A supplier “cost tsunami”, the recent oil price “bust” and tightening wallets are threatening to worsen a forecast supply-demand gap in oil and gas and are already causing “demand destruction”, the head of energy power Norway’s biggest oil company said Tuesday.
StatoilHydro chief exec Helge Lund was on hand to support the Oslo launch of last week’s International Energy Agency premier, World Energy Outlook. IEA chief economist Fatih Birol was in the Norwegian capital promoting his message that only investments in oil, gas and carbon storage can stave off global instability.
“(Rising supplier costs) are also important in addressing the supply, demand gap which was mentioned by the IEA,” Lund said on the sidelines of the World Outlook seminar in Oslo.
StatoilHydro’s leader of five years appeared to making a general appeal to curb escalating costs, although supply chain attendance was sparse. He cited steel and rig costs which have soared 250 percent and 400 percent.

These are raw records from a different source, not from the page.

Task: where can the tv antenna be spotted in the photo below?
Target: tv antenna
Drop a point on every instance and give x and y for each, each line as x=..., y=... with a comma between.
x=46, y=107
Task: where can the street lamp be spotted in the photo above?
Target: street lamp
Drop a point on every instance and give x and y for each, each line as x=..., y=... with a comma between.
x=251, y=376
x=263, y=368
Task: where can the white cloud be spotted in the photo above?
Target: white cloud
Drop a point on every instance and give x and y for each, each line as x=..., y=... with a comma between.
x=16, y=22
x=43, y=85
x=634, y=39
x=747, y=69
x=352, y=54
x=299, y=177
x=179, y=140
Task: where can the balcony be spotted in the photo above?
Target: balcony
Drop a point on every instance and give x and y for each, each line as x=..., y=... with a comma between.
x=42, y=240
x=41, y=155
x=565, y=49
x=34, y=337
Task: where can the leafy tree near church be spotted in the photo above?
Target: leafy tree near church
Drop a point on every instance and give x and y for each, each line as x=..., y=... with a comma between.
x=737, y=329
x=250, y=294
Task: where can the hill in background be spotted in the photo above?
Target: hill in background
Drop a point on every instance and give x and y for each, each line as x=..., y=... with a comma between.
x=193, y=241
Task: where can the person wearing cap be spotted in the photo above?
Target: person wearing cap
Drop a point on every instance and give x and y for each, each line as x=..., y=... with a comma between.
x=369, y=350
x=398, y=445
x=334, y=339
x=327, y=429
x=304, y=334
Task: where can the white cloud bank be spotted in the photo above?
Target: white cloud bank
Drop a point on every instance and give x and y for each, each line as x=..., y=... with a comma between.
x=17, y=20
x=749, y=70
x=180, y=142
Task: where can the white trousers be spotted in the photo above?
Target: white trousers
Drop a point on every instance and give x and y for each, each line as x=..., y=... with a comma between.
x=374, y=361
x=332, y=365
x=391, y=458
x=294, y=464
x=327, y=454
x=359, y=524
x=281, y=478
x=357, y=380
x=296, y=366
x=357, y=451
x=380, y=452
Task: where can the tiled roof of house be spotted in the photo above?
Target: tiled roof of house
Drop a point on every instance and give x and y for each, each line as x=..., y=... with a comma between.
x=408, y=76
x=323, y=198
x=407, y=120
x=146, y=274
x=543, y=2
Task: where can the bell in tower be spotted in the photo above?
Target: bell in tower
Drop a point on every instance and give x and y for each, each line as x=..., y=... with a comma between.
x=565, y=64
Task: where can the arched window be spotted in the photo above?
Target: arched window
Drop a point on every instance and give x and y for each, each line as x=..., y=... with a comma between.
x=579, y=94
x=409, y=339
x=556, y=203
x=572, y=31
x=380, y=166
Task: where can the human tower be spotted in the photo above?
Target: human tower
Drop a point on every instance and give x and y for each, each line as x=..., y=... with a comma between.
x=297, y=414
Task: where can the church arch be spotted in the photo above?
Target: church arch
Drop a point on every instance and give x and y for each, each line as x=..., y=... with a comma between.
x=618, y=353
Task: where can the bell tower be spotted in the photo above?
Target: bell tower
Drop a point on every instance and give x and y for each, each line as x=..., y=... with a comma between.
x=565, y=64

Lund made several direct and oblique references to the rising costs associated with “five years of upturn”.
“Quality has not kept pace”, he pleaded, adding, “Enhance quality, drive down costs.” StatoilHydro, meanwhile, was engaging in a key dialogue aimed at addressing quality and pricing issues.
“I believe the supply industry must take responsibility for the quality of their deliveries,” he said, adding that his company was on course to pay 65 billion kroner to suppliers in 2008.